# Spacy
[spacy](https://spacy.io)

In [2]:
# Spacy 
import numpy as np
import pyarrow as pa
import spacy
import vaex
from spacy.cli import download
from spacy.language import Language
from goldilox import Pipeline

def download_nlp(lang='en_core_web_sm'):
    try:
        nlp = spacy.load(lang)
        return True
    except:
        download(lang)
    return False

download_nlp()

True

In [13]:
# Build a spacy entities pipeline
@Language.component("ents")
def ents(doc):
    return doc.ents

nlp_entitie = spacy.load('en_core_web_sm')
nlp_entitie.add_pipe('ents', name='ents', last=True)

texts = [
    "Net income was $9.4 million compared to the prior year of $2.7 million. Apple is doing very well",
    "IBM had their revenue exceeded twelve billion dollars, with a loss of $1b.",
]

df = vaex.from_arrays(text=texts)

@vaex.register_function()
def get_entities(ar, label='ORG'):    
    if not isinstance(ar, list):
        ar = ar.tolist()
    docs = [nlp_entitie(doc) for doc in ar]
    entities = [[str(ent.text) for ent in doc if ent.label_ == label] for doc in docs]
    return pa.array(entities)
df.add_function('get_entities', get_entities)

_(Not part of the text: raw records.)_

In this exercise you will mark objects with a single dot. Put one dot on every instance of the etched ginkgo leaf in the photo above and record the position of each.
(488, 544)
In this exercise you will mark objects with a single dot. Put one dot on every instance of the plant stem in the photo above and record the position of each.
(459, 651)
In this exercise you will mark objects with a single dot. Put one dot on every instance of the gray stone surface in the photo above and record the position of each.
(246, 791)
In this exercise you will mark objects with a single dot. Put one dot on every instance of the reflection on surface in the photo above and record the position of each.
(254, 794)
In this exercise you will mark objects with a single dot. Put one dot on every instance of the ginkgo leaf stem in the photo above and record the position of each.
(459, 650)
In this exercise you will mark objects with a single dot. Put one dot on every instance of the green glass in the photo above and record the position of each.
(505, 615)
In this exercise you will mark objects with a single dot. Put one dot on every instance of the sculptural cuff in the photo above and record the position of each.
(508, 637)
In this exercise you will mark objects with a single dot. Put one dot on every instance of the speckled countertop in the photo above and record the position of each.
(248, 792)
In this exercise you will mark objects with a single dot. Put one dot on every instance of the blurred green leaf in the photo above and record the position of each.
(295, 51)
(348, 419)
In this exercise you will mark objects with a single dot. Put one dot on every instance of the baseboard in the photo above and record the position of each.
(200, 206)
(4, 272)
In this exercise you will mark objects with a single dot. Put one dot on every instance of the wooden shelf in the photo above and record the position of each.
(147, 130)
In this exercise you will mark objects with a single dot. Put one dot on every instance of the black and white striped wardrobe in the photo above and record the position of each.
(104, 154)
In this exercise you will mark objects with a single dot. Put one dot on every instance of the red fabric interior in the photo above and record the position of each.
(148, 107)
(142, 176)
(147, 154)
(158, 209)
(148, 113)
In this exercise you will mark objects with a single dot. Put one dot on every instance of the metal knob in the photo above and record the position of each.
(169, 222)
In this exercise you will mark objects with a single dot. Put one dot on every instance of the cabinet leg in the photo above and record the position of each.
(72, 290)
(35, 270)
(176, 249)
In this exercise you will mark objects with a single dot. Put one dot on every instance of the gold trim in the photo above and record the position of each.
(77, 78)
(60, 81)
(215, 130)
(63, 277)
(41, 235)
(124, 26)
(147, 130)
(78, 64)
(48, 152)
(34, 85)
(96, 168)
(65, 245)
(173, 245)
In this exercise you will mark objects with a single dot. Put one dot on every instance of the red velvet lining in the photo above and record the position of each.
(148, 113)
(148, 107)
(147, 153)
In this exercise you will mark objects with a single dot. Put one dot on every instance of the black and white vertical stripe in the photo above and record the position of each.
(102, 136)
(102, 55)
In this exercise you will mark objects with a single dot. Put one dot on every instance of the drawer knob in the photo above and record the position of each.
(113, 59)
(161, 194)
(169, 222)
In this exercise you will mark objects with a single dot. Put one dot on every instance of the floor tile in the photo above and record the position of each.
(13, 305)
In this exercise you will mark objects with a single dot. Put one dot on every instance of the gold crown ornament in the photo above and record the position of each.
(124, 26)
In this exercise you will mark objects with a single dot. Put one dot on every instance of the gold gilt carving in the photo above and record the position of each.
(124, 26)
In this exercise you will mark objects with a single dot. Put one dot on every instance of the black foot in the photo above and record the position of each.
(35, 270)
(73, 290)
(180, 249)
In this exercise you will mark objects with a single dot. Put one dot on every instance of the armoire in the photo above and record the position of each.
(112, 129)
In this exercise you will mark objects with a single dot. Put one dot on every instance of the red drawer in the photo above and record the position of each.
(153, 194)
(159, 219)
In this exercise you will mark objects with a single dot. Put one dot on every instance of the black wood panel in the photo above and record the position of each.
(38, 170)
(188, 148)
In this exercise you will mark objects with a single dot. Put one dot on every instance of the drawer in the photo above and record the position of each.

df.variables['ORG'] = 'ORG'
df.variables['MONEY'] = 'MONEY'

df['organisations'] = df.func.get_entities(df.text, 'ORG')
df['money'] = df.func.get_entities(df.text, 'MONEY')

pipeline = Pipeline.from_vaex(df)
pipeline.inference(pipeline.raw)



#,text,organisations,money
0,'Net income was $9.4 million compared to the pri...,['Apple'],"['$9.4 million', '$2.7 million']"